Recombinant Plasmin from Lemna: Purification, Characterization and In Vitro Comparison with Human Plasma-Derived Plasmin.

Background: The fibrinolytic enzyme plasmin has gained renewed interest as a direct thrombolytic agent. Local delivery of plasmin via catheter into thrombi, combined with the efficient neutralization of plasmin that may escape from the clot by its inhibitors α₂-antiplasmin (α₂-AP) and α₂-macroglobulin may provide safe and effective removal of pathologic blood clots.

Objective: To overcome the potential for pathogen contamination associated with plasmin prepared from pooled human plasma, we have generated recombinant plasmin (r-PLM) from transgenic Lemna plants and compared its biological properties with those of plasma-derived plasmin (pd-PLM).

Results: Lemna minor, an aquatic plant, was transfected with the c-DNA encoding human plasminogen, and grown in media under controlled conditions.

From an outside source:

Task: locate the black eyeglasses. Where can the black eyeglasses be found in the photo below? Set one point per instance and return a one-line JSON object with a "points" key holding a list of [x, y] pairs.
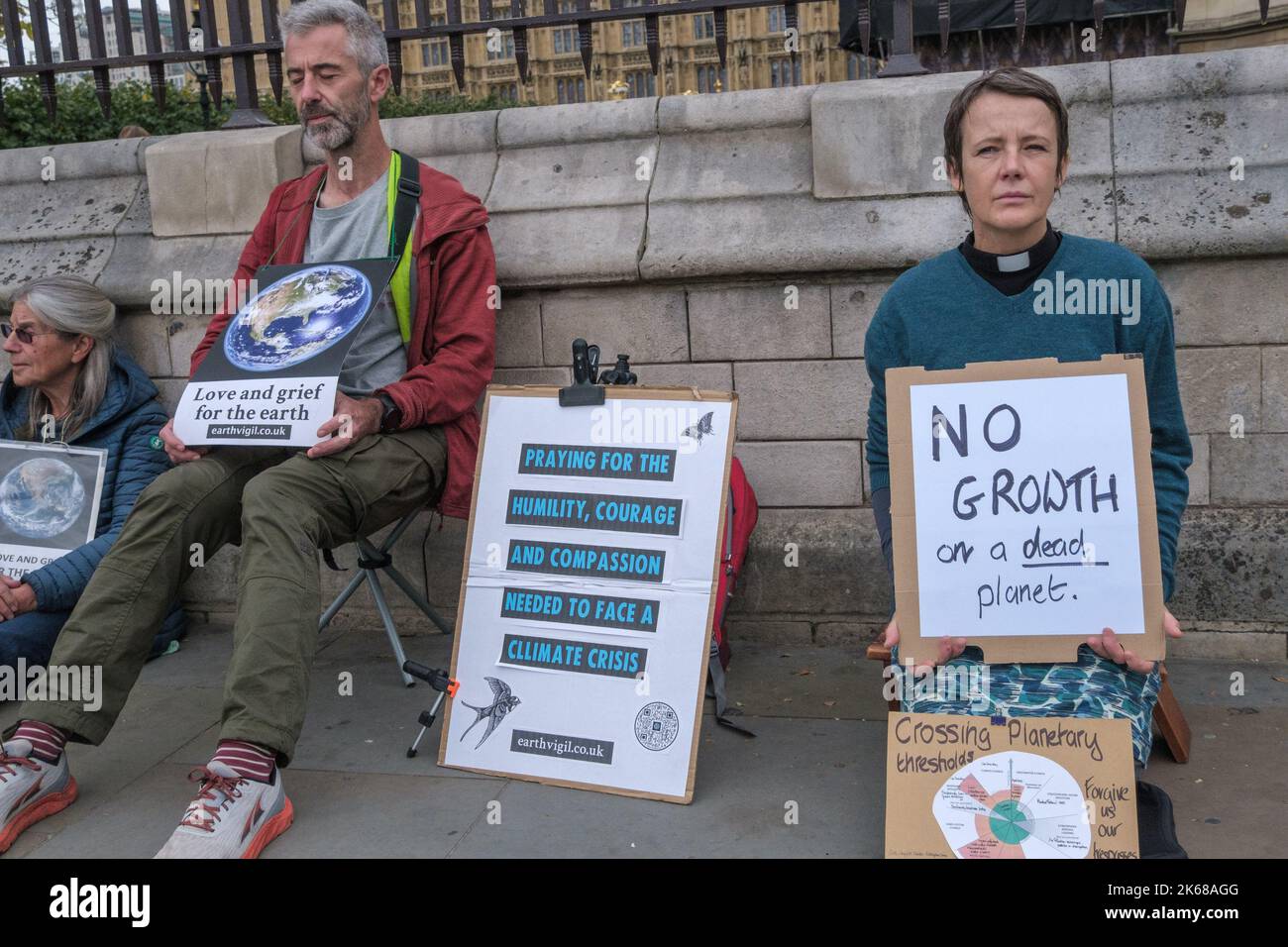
{"points": [[25, 335]]}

Lemna-derived plasminogen (r-PLG) was extracted from plant-tissue, separated on lysine-Sepharose and subsequently converted into plasmin (r-PLM), using urokinase-type plasminogen activator (u-PA). r-PLM was further purified to homogeneity using affinity chromatography on benzamidine-Sepharose. r-PLG and r-PLM co-migrate with pd-PLG and pd-PLM on non-reducing SDS-PAGE with the respective molecular weights of about 90,000 kDa and 82,000 kDa. When analyzed on reducing SDS-PAGE, r-PLM, just like pd-PLM, separates into a 56,000 kDa heavy chain and a 26,000 light chain. On Western blots r-PLG and r-PLM cross-react with polyclonal antibodies that were raised against pd-PLG, indicating immunologic identity of r-PLG/PLM and pd-PLG/PLM. All three plasminogen activators (PA), tissue-type PA, u-PA and streptokinase, activate r-PLG. Activity assays using the PLM-specific chromogenic substrate S-2403 show that catalytic rates of r-PLM are indistinguishable from pd-PLM, indicating that in this assay r-PLM and pd-PLM have comparable activity. Purified r-PLM and pd-PLM have similar specific activities. Like pd-PLM, r-PLM activity is inhibited by its physiological inhibitor α₂-AP and Kunitz-type inhibitors SBTI and aprotinin. Inhibition of r-PLM by α₂-AP results in the formation of a high-molecular weight SDS-stable complex, which migrates on SDS-PAGE with a molecular weight of 150,000 kDa, the cumulative molecular weight of r-PLM (82,000 kDa) and α₂-AP (65,000 kDa). In microtiter-based fibrinolysis assays, both pd- and r-plasmin dissolve fibrin clots at the same rate and in a concentration-dependent manner.

Conclusion: This work demonstrates that proteins of the fibrinolytic system can be expressed in Lemna. Lemna-derived r-PLM and pd-PLM have comparable biochemical properties, activity, and are equally sensitive to known plasmin inhibitors. Plant-derived r-PLM may be a valuable alternative to PLM preparations from pooled human plasma.